# Meteorological time-series extraction: Part B

Author: Thiago Nascimento (thiago.nascimento@eawag.ch)

This notebook is part of the EStreams publication and was used to extract and aggregate the meteorological time-series from the E-OBS dataset. At Part B we extract the data from the nc-files and export as individual intermediate files.  
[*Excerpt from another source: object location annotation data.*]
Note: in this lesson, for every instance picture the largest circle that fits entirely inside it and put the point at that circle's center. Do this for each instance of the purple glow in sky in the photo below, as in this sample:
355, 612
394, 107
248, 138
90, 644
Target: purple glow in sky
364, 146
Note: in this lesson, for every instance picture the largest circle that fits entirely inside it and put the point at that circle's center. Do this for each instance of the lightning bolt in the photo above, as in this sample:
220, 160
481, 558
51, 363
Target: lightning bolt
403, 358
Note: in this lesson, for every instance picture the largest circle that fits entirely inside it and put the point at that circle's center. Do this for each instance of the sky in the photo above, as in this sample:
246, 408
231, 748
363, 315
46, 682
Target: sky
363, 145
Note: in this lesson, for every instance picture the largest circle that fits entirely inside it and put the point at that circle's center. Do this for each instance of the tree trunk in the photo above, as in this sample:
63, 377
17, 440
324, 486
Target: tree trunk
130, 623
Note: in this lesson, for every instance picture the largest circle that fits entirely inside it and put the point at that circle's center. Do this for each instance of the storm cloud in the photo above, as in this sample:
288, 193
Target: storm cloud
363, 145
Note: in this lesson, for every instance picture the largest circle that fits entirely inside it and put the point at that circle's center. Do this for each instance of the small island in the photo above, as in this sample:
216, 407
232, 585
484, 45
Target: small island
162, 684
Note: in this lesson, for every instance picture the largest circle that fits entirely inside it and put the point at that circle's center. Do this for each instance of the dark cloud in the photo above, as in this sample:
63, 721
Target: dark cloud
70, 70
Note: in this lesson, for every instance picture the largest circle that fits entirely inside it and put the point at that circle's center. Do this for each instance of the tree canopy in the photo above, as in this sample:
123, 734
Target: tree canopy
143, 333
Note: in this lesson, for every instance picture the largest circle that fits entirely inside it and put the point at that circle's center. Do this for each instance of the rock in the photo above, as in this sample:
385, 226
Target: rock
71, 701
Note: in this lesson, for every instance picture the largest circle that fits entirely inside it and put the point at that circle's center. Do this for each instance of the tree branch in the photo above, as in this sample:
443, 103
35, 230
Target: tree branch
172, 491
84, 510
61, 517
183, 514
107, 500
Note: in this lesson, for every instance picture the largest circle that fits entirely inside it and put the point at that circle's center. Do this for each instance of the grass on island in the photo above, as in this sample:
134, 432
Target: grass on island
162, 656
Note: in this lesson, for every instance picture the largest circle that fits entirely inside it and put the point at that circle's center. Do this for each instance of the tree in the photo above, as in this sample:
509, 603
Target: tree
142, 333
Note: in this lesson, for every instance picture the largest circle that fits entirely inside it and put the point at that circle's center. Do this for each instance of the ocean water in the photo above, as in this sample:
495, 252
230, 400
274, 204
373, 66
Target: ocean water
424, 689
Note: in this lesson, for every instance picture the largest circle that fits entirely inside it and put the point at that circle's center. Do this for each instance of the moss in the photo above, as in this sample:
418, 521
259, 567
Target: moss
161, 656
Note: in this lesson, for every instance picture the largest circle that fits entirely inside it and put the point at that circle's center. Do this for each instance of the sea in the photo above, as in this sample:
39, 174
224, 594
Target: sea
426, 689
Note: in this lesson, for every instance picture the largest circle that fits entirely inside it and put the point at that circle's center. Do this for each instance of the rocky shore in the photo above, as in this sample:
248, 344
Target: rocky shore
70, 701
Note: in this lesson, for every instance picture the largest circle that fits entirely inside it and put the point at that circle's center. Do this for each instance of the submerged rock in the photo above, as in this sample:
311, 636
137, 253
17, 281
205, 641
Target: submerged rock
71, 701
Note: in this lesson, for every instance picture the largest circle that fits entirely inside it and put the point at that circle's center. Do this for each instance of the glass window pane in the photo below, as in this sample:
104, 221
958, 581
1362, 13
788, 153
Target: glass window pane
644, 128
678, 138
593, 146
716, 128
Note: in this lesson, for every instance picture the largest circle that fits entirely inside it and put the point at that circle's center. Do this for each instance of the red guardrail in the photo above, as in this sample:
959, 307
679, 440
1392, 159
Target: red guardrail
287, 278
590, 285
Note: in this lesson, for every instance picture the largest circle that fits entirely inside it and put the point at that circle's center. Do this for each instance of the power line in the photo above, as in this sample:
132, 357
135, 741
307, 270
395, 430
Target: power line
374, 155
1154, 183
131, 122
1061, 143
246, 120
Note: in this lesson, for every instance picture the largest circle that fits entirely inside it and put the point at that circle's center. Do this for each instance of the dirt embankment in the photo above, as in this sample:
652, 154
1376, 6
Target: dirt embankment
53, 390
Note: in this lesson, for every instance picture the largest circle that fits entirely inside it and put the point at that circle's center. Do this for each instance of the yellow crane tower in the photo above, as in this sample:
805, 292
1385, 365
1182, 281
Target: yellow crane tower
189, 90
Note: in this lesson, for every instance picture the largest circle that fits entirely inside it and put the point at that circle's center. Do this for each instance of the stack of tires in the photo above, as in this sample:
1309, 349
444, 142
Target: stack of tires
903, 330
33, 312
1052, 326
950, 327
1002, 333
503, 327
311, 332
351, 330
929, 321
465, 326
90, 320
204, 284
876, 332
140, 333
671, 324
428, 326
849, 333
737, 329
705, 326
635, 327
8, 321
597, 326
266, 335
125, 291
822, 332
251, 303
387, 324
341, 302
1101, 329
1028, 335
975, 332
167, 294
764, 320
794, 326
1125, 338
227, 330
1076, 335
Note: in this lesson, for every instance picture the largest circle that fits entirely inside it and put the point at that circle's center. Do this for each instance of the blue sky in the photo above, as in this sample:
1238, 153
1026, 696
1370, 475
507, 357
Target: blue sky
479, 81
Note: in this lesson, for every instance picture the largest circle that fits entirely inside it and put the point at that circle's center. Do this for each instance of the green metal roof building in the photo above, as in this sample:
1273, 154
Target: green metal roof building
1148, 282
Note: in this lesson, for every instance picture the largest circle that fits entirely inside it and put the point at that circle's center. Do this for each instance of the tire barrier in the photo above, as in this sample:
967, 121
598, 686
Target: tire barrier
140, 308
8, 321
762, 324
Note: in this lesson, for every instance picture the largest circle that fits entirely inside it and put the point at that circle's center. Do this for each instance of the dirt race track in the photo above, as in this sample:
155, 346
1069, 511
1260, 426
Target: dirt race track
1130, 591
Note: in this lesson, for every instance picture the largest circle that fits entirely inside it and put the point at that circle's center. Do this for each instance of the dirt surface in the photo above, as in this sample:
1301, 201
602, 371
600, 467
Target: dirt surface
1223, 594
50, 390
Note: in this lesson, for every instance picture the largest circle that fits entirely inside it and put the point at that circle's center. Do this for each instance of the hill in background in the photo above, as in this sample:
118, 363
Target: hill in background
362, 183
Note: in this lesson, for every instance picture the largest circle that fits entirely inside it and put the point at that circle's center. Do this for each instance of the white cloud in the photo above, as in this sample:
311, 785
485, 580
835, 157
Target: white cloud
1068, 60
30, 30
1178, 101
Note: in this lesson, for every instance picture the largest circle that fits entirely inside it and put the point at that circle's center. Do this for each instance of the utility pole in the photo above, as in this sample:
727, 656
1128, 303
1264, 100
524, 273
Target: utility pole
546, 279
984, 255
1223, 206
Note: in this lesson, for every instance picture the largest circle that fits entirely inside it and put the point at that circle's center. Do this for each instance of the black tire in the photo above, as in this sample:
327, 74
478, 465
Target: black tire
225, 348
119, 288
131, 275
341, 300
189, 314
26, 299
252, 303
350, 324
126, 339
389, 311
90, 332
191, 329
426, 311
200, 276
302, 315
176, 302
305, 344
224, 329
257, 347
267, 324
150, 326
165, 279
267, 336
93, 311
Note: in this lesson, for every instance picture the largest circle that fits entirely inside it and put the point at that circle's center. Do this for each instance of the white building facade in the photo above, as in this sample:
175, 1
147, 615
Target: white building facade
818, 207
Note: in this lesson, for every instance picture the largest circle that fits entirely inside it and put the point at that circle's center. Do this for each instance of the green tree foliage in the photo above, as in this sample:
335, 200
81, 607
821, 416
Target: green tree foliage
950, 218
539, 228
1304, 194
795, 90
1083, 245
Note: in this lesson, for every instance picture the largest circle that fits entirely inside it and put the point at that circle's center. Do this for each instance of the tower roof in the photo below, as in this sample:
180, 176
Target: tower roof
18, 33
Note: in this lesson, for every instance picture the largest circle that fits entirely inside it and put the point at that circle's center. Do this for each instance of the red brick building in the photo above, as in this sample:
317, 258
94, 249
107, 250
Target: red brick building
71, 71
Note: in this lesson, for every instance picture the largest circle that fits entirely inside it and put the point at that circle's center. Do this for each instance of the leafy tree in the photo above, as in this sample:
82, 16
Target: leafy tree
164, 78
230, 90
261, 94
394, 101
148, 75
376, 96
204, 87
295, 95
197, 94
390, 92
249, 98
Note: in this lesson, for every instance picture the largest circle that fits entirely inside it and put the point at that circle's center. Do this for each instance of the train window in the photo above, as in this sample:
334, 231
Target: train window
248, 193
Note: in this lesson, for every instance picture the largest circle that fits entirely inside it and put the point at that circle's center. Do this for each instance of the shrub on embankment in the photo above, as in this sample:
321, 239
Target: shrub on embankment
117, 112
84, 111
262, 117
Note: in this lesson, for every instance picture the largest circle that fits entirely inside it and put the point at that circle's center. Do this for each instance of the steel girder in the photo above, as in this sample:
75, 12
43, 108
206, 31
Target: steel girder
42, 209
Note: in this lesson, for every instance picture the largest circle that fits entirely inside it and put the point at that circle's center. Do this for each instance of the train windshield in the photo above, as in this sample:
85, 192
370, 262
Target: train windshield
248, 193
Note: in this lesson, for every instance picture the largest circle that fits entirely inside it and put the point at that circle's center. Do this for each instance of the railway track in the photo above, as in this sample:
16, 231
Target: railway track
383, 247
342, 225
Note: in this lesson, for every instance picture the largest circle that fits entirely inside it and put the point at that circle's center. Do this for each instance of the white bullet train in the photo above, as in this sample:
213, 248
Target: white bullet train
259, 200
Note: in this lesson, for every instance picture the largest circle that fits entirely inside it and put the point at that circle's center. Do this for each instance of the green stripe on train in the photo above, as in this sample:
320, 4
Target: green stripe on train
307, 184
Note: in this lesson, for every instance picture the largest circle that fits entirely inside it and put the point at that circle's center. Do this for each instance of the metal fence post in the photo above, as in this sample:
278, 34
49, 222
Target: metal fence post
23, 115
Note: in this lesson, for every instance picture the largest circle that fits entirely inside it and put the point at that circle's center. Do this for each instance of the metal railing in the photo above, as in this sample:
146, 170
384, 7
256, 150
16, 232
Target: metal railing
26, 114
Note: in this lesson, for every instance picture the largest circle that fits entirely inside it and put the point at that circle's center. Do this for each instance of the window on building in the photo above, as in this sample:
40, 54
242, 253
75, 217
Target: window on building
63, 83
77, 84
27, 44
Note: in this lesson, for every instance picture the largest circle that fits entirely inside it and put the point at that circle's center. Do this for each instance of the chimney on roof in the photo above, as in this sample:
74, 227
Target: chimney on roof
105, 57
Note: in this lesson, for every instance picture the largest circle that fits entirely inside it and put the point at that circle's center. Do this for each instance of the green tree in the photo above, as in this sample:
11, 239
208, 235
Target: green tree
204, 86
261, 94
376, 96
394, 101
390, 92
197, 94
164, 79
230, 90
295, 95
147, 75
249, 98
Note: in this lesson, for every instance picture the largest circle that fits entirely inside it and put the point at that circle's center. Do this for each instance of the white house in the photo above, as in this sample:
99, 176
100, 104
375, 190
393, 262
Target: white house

* Note that this code enables not only the replicability of the current database but also the extrapolation to new catchment areas. 
* Additionally, the user should download and insert the original raw-data in the folder of the same name prior to run this code. 
* The original third-party data used were not made available in this repository due to redistribution and storage-space reasons.  

## Requirements
**Python:**

* Python>=3.6
* Jupyter
* geopandas=0.10.2
* glob
* netCDF4
* numpy
* os
* pandas
* tqdm
* concurrent

Check the Github repository for an environment.yml (for conda environments) or requirements.txt (pip) file.

**Files:**

* data/shapefiles/estreams_catchments.shp
* meteorology/eobs/{rr, tg, tn, tx, pp, hu, fg, qq}_ens_mean_0.25deg_reg_v27.0e.nc   https://www.ecad.eu/download/ensembles/download.php (Last access: 27 November 2023)
* meteorology/eobs/pet_hargreaves_025deg_v280e.nc. Derived hargreaves daily potential evapotranspiration. https://github.com/pyet-org/pyet Last access: 27 November 2023)
* In the output directory it is important to have one folder for each variable to be exported.

**Directory:**

* Clone the GitHub directory locally
* ONLY update the "PATH" variable in the section "Configurations", with their relative path to the EStreams directory. 

## References

* Cornes, R., G. van der Schrier, E.J.M. van den Besselaar, and P.D. Jones. 2018: An Ensemble Version of the E-OBS Temperature and Precipitation Datasets, J. Geophys. Res. Atmos., 123. doi:10.1029/2017JD028200

## Licenses
* EOBS: "The ECA&D data policy applies. These observational data are strictly for use in non-commercial research and non-commercial education projects only. Scientific results based on these data must be submitted for publication in the open literature without any delay linked to commercial objectives" https://www.ecad.eu/download/ensembles/download.php#guidance (Last access: 27 November 2023)

## Observations
#### E-OBS filenames

* rr = Total daily precipitation
* tg = Mean daily temperature
* tn = Minimum daily temperature
* tx = Maximum daily temperature
* pp = Mean daily air pressure at sea level
* hu = Mean daily relative humidity
* fg = Mean wind speed at 10-meters
* qq = Total daily global radiation

# Import modules

In [None]:
import os
import numpy as np
import pandas as pd
import geopandas as gpd
import tqdm
import time
import glob
import netCDF4 as nc
from concurrent.futures import ThreadPoolExecutor
from utils.meteorology import *

# Configurations

In [None]:
# Only editable variables:
# Relative path to your local directory
PATH = "../../.."
# Set the number of workers for parallel processing
num_workers = 5

# Chunk size for reading NetCDF data
chunk_size = 100  # Adjust this value based on your available memory

# Choose the variable
chosen_variable = "pet"  # Variable to be processed ["rr", "tg", "tn", "tx", "pp", "hu", "fg", "qq", "pet", "pet_iceland"]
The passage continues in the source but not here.